As I recall I tried using ttyS0 (I want to use ttyS0 not ttys0 right? I
think the other one is a terminal port). At any rate, things never worked
out for that one. Believe me, that was the first one that I tried, since
that was what the PCMCIA-HOWTO recommended. As an aside, I don't nor have
I ever used DOS, so your assumptions were wrong.
Another reason why I chose /dev/cua1 was this paragraph in the
PCMCIA-HOWTO which states
3.3 How do I use my PCMCIA modem card?
Linux serial devices are accessed via the /dev/cua* and /dev/ttyS*
special device files. The ttyS* devices are for incoming connections, such
as directly connected terminals. The cua* devices are for outgoing
connections, such as modems.
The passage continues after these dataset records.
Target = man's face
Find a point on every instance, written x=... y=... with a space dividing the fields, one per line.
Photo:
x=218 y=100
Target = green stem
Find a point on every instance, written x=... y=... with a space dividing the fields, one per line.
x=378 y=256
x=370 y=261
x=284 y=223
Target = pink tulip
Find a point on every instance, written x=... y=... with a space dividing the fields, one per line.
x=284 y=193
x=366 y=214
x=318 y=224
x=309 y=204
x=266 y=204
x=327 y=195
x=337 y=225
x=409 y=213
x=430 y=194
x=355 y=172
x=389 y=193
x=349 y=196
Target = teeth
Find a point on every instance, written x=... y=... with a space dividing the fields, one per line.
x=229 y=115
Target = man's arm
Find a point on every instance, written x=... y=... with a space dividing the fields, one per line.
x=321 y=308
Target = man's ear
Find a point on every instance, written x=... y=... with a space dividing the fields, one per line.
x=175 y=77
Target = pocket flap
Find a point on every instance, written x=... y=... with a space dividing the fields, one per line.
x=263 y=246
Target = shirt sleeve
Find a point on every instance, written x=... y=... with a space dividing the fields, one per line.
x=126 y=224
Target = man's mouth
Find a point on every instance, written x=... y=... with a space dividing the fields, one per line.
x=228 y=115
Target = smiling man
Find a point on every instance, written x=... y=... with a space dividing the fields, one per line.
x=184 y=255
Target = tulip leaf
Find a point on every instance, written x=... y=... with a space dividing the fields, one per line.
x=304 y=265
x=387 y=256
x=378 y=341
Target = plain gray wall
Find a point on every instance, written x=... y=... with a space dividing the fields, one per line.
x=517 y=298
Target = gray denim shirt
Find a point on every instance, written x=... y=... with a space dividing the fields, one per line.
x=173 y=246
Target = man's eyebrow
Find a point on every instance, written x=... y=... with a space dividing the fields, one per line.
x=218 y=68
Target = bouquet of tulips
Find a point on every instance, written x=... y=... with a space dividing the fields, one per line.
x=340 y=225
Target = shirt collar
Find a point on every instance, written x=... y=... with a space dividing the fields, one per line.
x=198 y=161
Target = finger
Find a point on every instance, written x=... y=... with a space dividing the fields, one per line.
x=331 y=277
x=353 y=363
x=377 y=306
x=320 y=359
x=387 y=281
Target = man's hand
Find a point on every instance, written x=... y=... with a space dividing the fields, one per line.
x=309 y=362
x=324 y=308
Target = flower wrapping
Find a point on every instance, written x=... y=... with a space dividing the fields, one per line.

The configuration of a serial device can be
examined and modified with the setserial command.
When a PCMCIA serial or modem card is detected, it will be
assigned to the first available serial device slot. This will usually be
/dev/cua1 or /dev/cua2, depending on the number of buil-in serial ports.
Okay, so end quote. When I configured the pcmcia card daemon, cardmgr it
refused to recognize my card (one high beep, then one low -- meaning card
not configured). This problem was solved when I did a mknod /dev/cua1 and
set the major and minor numbers. After that it worked, ... well ... after I
changed a #define in the kernel code to point to the right I/O address
and added some lines to the /etc/pcmcia/config.opts. In otherwords, it was
a real hassel to get linux to recognize my modem and I stopped as soon as
everything seemed to be working.
Now, having had a chance to relax and fully use linux I've taken a
look at my /var/run/stab file and see that it states
Socket 0: Serial or Modem Card
0 serial serial_cs 0 ttyS1 4
So I see that I was choosing the wrong device, ttyS0 not ttyS1. This port
seems to work fine, and I'm using it now. But I hope you can see my
confusion, I was relying on the only documentation that I had.